Total leverage in the Pakistan Stock Exchange (PSX) climbed to Rs82.32 billion marking a week-on-week increase of Rs4.51 billion from Rs77.81 billion on August 21, according to data released by Topline Securities on August 26, 2025 .
The rise pushed leverage to 0.46 percent of market capitalization and 1.62 percent of free-float capitalization. Over the past 52 weeks, leverage levels have ranged between Rs34.59 billion and Rs80.80 billion.
Futures contracts dominated leverage activity, with total future open interest recorded at Rs49.93 billion. OGDCL’s August contract led the pack with Rs4.63 billion in open interest, followed by PSO (Rs3.35 billion), NBP (Rs2.66 billion), PPL (Rs2.05 billion), and TRG (Rs1.62 billion).
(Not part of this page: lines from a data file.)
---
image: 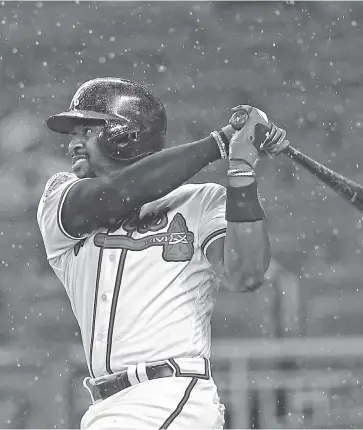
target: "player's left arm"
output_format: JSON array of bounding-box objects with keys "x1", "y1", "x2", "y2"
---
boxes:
[
  {"x1": 205, "y1": 189, "x2": 270, "y2": 293},
  {"x1": 203, "y1": 105, "x2": 288, "y2": 293}
]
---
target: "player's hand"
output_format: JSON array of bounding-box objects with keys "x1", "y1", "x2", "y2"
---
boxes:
[
  {"x1": 228, "y1": 105, "x2": 290, "y2": 160},
  {"x1": 262, "y1": 122, "x2": 289, "y2": 156}
]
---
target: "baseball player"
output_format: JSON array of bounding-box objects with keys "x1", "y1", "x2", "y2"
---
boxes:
[{"x1": 37, "y1": 77, "x2": 288, "y2": 429}]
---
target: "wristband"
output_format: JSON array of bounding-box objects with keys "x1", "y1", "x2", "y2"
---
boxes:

Meanwhile, in the Margin Trading System (MTS), leverage stood at Rs17.73 billion. OGDCL was the most active with Rs1.67 billion, followed by PSO (Rs1.60 billion), NBP (Rs1.36 billion), HBL (Rs1.05 billion), and PPL (Rs854 million).
Margin Financing System (MFS) contracts totaled Rs14.66 billion, with SSGC (Rs725 million), MLCF (Rs548 million), PSO (Rs546 million), IGIHL (Rs484 million), and GAL (Rs400 million) among the top leveraged stocks.
In terms of trading volumes, OGDCL’s August futures saw 17.7 million shares traded, worth Rs4.63 billion. PSO and NBP followed with 8.3 million shares (Rs3.35 billion) and 17.2 million shares (Rs2.66 billion), respectively. PPL’s August contracts added Rs2.05 billion, while TRG contributed Rs1.62 billion.
Looking ahead, September contracts also showed notable positions. NBP’s September futures accounted for Rs1.59 billion in value, OGDCL’s Rs1.22 billion, and PSO’s Rs739 million.
The top 10 leveraged stocks (combined across futures, MTS, and MFS) were OGDCL (Rs7.63 billion), PSO (Rs6.24 billion), NBP (Rs5.70 billion), PPL (Rs3.15 billion), DGKC (Rs2.50 billion), SEARL (Rs2.25 billion), TRG (Rs1.98 billion), LUCK (Rs1.90 billion), SSGC (Rs1.86 billion), and ATRL (Rs1.77 billion).
Market analysts note that the increase in leverage reflects improving investor sentiment and growing risk appetite as key blue-chip stocks attract institutional activity. However, they also caution that leverage expansion must be monitored closely given volatility risks in the broader market.